There are several important limitations of this study. First, the low observed event rate raises concern for possible overfitting of the multivariate model. Moreover, the patient population was a geographically homogenous group from a single center in Singapore which may not be generalizable to other populations. The high proportion of low-risk DTS suggests that referral patterns and lifestyles may be different from that seen in many U.S. centers.
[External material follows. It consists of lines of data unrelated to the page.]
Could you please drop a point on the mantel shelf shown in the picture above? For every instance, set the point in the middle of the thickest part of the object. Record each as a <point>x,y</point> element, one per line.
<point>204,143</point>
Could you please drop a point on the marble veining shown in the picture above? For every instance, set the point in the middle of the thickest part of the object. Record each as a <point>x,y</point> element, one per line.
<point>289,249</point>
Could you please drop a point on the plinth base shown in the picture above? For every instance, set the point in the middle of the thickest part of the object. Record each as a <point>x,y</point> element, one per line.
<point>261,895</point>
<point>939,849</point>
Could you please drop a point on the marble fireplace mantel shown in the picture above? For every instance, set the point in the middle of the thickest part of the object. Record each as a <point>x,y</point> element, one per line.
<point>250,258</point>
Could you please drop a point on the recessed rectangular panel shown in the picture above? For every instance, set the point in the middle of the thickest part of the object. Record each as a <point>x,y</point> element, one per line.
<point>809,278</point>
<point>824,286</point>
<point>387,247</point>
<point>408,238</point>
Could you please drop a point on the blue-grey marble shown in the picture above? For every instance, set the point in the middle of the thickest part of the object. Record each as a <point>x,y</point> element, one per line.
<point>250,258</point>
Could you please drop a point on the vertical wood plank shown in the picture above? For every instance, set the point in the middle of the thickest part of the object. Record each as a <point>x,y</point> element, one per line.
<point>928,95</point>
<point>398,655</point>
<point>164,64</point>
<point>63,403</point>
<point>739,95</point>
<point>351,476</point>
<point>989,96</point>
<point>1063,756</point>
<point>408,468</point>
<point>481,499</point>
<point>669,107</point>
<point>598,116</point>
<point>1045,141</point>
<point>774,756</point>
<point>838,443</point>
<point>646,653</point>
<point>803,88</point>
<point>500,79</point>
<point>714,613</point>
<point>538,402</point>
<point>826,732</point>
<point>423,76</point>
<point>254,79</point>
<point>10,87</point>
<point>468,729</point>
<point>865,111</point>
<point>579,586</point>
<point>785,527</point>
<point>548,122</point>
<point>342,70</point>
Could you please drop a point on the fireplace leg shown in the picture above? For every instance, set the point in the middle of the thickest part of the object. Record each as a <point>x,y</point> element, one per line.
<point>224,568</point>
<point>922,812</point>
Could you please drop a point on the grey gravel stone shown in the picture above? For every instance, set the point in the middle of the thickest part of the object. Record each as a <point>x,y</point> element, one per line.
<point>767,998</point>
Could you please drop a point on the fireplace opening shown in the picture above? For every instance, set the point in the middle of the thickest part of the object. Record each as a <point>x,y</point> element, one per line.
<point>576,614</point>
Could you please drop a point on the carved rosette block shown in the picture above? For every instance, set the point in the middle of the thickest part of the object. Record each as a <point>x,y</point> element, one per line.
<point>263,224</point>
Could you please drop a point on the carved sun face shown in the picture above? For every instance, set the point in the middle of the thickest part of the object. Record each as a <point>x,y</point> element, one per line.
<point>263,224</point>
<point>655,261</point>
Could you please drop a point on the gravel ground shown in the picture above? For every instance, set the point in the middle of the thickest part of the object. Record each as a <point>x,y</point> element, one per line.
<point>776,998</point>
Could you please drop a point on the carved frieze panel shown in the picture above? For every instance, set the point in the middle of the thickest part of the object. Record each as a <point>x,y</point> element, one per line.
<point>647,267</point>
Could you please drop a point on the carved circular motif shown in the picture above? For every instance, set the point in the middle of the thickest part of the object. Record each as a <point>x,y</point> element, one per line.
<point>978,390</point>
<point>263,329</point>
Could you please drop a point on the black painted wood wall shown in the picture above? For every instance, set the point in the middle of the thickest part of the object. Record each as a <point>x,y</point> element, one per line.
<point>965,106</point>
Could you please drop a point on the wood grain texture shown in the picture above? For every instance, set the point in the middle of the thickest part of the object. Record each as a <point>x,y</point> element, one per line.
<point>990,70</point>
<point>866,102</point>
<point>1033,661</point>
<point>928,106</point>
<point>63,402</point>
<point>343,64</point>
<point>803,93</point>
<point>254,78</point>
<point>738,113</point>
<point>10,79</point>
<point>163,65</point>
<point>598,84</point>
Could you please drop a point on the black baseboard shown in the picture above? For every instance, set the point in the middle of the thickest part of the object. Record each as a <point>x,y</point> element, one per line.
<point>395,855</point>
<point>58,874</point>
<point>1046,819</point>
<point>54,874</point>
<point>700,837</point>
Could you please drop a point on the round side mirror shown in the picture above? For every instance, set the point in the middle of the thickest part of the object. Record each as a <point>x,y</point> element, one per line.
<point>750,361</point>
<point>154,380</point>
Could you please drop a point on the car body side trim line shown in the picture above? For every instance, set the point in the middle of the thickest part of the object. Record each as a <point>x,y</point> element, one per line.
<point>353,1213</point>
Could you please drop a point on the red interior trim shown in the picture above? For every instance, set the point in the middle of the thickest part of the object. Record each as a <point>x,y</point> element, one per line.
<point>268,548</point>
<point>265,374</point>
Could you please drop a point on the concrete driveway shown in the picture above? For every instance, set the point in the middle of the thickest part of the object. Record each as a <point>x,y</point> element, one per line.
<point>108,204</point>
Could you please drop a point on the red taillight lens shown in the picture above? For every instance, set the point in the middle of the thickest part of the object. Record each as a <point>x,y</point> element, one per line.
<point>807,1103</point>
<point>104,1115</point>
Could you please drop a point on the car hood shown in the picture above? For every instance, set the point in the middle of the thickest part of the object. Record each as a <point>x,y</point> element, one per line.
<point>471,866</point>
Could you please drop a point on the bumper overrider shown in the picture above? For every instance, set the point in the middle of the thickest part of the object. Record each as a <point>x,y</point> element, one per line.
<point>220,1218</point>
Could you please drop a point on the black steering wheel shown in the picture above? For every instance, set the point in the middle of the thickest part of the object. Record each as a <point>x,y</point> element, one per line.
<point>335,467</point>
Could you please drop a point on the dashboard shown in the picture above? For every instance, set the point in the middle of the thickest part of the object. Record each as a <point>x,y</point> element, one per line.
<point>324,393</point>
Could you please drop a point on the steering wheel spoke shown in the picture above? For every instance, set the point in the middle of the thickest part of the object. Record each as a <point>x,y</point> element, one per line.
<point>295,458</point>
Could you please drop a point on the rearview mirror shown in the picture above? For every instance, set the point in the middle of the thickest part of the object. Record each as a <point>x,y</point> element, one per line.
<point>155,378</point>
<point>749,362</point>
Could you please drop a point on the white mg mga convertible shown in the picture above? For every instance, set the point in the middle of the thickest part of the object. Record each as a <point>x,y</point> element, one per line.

To further place the results of this study in context, the incremental prognostic value of exercise stress MPI has previously been analyzed in large cohorts. Hachamovitch et al found that while overall disease risk was low (hard event rate 1.8%) in patients with no previous evidence of CAD, myocardial perfusion SPECT did indeed have additional prognostic information beyond clinical and exercise variables.21 Potentially, the lack of benefit of MPI in the present study may be due to limited statistical power in the study of Koh et al due to the small number of clinical outcomes.

In the end, achieving an optimal balance between incremental prognostic value from diagnostic stress testing and avoidance of costly but low yield studies will always require careful selection of appropriate patients based on global pretest risk assessment. In the absence of unusual circumstances, low-risk patients defined by clinical variables and exercise capacity will experience low rates of adverse events and are unlikely to benefit from non-invasive imaging. The greatest net benefit and post-test reclassification will almost always be seen among intermediate-risk patients—a recapitulation of Reverend Bayes’ theorem.